The argument 'data' takes a data set in transition format. The model formula can either be specified by using the argument 'formula'. Alternatively, it can be specified with the arguments 'fromvar', 'tovar', and 'controls'. These are used if 'formula' is not specified. 'fromvar' takes the name of the variable with the starting state as a character string, 'tovar' the same for the receiving state, and 'controls' is an optional vector of control variables. 'fromvar' and 'tovar' have default values which match other functions of this package, making them a convenient alternative to 'formula' (see example).
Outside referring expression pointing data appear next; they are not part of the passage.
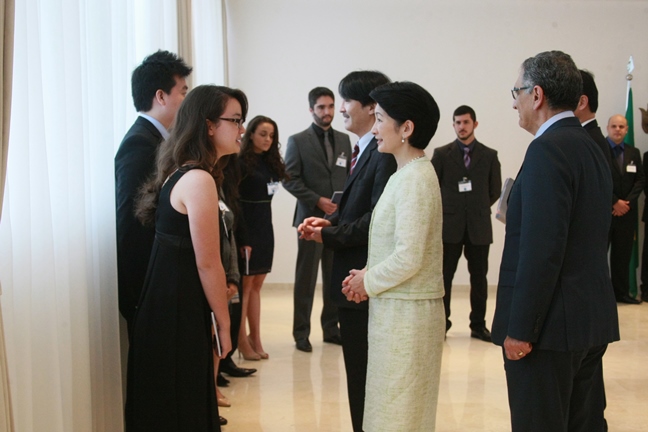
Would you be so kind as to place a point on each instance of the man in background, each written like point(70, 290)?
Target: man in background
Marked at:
point(628, 180)
point(158, 86)
point(317, 162)
point(555, 311)
point(347, 233)
point(470, 179)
If 'full=TRUE' a fully interacted model will be estimated in which each control variable is interacted with all starting states. This is equivalent to a full or unconstrained multistate model in which each transition is a regression equation.

The argument 'package' is used choose the package used for estimation. Currently, 'VGAM' (default), 'nnet', and 'mclogit' are supported. The functions used for estimation are, respectively, 'vgam', 'multinom', and 'mblogit'. Arguments for these functions are passed via '...'.

The argument 'reference' sets the reference category for the multinomial logistic regression. Weights for the regression can be passed via the arguments 'weights'. See the documentation of the package and function used for estimation for details.

Value

Returns an object with class depending on the package used.

Examples

## Define model: Absorbing and transient states, time scale
simple <- dtms(transient=c("A","B"),
               absorbing="X",
               timescale=0:20)
## Reshape to transition format
estdata <- dtms_format(data=simpledata,
                       dtms=simple,
                       idvar="id",
                       timevar="time",
                       statevar="state")
## Clean
estdata <- dtms_clean(data=estdata,
                      dtms=simple)
## Fit model
fit <- dtms_fit(data=estdata)

Reshape data to transition format

Description

Takes a data frame in long format and reshapes it into transition format.

Usage

dtms_format(
  data,
  dtms,
  idvar = "id",
  timevar = "time",
  statevar = "state",
  fromvar = "from",
  tovar = "to",
  absorbing = TRUE,
  keepnames = FALSE,
  fill = FALSE,
  verbose = TRUE,
  steplength = FALSE,
  stepvar = "steplength"
)

Arguments

data

Data frame in long format.

dtms

dtms object, as created with dtms.

idvar

Character (optional), name of variable in 'data' with unit ID. Default is "id".

timevar

Character (optional), name of variable in 'data' with time scale. Default is "time".

statevar

Character (optional), name of variable in ‘data' with state, default is ’state'.

fromvar

Character (optional), name of variable'with starting state in reshaped data. Default is "from".

tovar

Character (optional), name of variable with receiving state in reshaped data. Default is "to".

absorbing

Logical (optional), use first observed absorbing state consistently? See details. Default is TRUE.

keepnames

Logical (optional), keep original names for id and time variable? Default is FALSE; i.e., not keeping original names.

fill

Logical (optional), fill implicit missing values with explicit NA? Default is FALSE.

verbose

Logical (optional), create output to console if changing variable names is not possible? Default is TRUE.

steplength

Logical (optional), if true, the time to the next state is returned as a variable. Default is FALSE.

stepvar

Character (optional), if steplength==TRUE, this specifies the name of the variable with the step length. Default is 'steplength'.

Details

The data frame supplied with the 'data' argument has to be in long format, where X is a time-constant covariate and Z(t) is a time-dependent covariate:

idvar timevar statevar X Z(t)
1 0 A x_1 z_1(0)
1 1 A x_1 z_1(1)
1 2 B x_1 z_1(2)
1 3 A x_1 z_1(3)
2 0 B x_2 z_2(0)
2 1 A x_2 z_2(1)
... ... ... ... ...

If it is not in long format it has to be reshaped. The state variable should provide the states as character strings or numbers; factors are not supported.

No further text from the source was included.